# Fast addition for n+1 or n+0

Discussion in 'C++' started by Alex Vinokur, Feb 18, 2005.

1. ### Alex VinokurGuest

Alex Vinokur, Feb 18, 2005

2. ### Keith ThompsonGuest

"Alex Vinokur" <> writes:
> Consider the following statement:
> n+i, where i = 1 or 0.
>
> Is there more fast method for computing n+i than direct computing that sum?

The best way to compute n+0 is n.

The best way to compute n+1 is n+1; if the CPU provides something
faster than a general add instruction, the compiler will generate it
for you.

--
Keith Thompson (The_Other_Keith) <http://www.ghoti.net/~kst>
San Diego Supercomputer Center <*> <http://users.sdsc.edu/~kst>
We must do something. This is something. Therefore, we must do this.

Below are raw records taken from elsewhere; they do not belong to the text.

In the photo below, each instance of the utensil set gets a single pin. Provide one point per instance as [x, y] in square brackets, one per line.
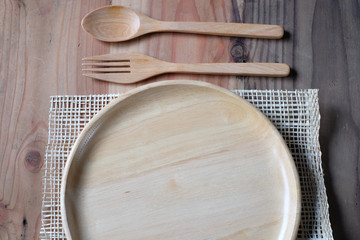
[117, 23]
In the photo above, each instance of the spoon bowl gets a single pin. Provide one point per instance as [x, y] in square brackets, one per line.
[118, 23]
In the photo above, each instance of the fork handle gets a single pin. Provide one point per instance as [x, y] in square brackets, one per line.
[245, 69]
[226, 29]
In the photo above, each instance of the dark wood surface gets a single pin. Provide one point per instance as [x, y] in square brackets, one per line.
[41, 46]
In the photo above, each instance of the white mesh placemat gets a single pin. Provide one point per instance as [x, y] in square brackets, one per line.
[294, 113]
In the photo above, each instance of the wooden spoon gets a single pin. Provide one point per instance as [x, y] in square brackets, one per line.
[117, 23]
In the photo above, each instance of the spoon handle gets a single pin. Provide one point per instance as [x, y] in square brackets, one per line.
[226, 29]
[244, 69]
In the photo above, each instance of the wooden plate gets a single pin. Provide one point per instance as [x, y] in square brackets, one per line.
[180, 160]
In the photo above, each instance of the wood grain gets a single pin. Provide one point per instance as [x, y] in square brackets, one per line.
[131, 67]
[180, 158]
[41, 44]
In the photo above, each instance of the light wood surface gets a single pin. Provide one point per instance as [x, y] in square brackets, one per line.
[42, 44]
[126, 68]
[184, 159]
[118, 23]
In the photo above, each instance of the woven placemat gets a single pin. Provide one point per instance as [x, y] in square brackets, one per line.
[294, 113]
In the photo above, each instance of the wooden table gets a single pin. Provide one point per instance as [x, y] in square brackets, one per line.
[42, 43]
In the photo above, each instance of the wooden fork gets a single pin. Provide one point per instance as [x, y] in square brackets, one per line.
[129, 68]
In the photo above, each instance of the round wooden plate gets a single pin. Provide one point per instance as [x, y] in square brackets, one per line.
[180, 160]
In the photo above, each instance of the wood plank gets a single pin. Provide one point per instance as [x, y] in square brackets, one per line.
[41, 46]
[181, 47]
[335, 43]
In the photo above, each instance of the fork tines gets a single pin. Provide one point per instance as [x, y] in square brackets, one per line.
[105, 65]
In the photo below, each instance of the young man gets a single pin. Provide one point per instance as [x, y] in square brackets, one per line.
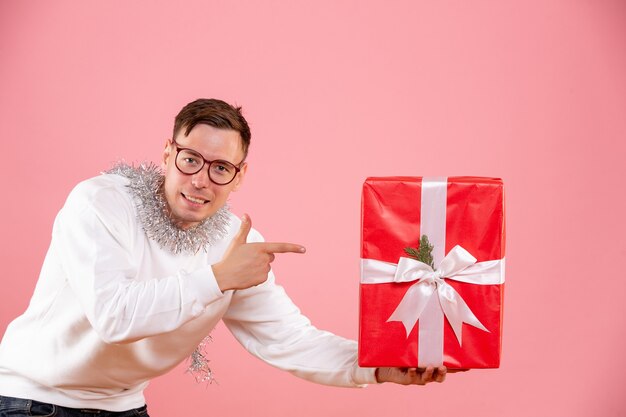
[141, 267]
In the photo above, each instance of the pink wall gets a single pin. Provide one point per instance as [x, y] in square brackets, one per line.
[533, 92]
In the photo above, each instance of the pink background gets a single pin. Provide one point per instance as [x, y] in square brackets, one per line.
[533, 92]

Keith Thompson, Feb 18, 2005

3. ### Alf P. SteinbachGuest

* Alex Vinokur:
> Consider the following statement:
> n+i, where i = 1 or 0.
>
> Is there more fast method for computing n+i than direct computing that sum?

That depends on the types involved.

For built-in numeric types, direct computation is probably fastest.

Measure if you're in doubt (and it really matters).

--
A: Because it messes up the order in which people normally read text.
Q: Why is it such a bad thing?
A: Top-posting.
Q: What is the most annoying thing on usenet and in e-mail?

Alf P. Steinbach, Feb 18, 2005
4. ### Gregory ToomeyGuest

Alex Vinokur wrote:

> Consider the following statement:
> n+i, where i = 1 or 0.
>
> Is there more fast method for computing n+i than direct computing that
> sum?
>

Assuming integers, hardware addition is implemented simply using full

n+0 has no carries is is fast; many compliers will constant fold to n
n+1 has potentially m carries in m-bit arithmetic

http://isweb.redwoods.cc.ca.us/INSTRUCT/CalderwoodD/diglogic/full.htm

gtoomey
www.gregorytoomey.com

Gregory Toomey, Feb 18, 2005
5. ### Richard TobinGuest

In article <>,
Alex Vinokur <> wrote:

>Consider the following statement:
>n+i, where i = 1 or 0.
>
>Is there more fast method for computing n+i than direct computing that sum?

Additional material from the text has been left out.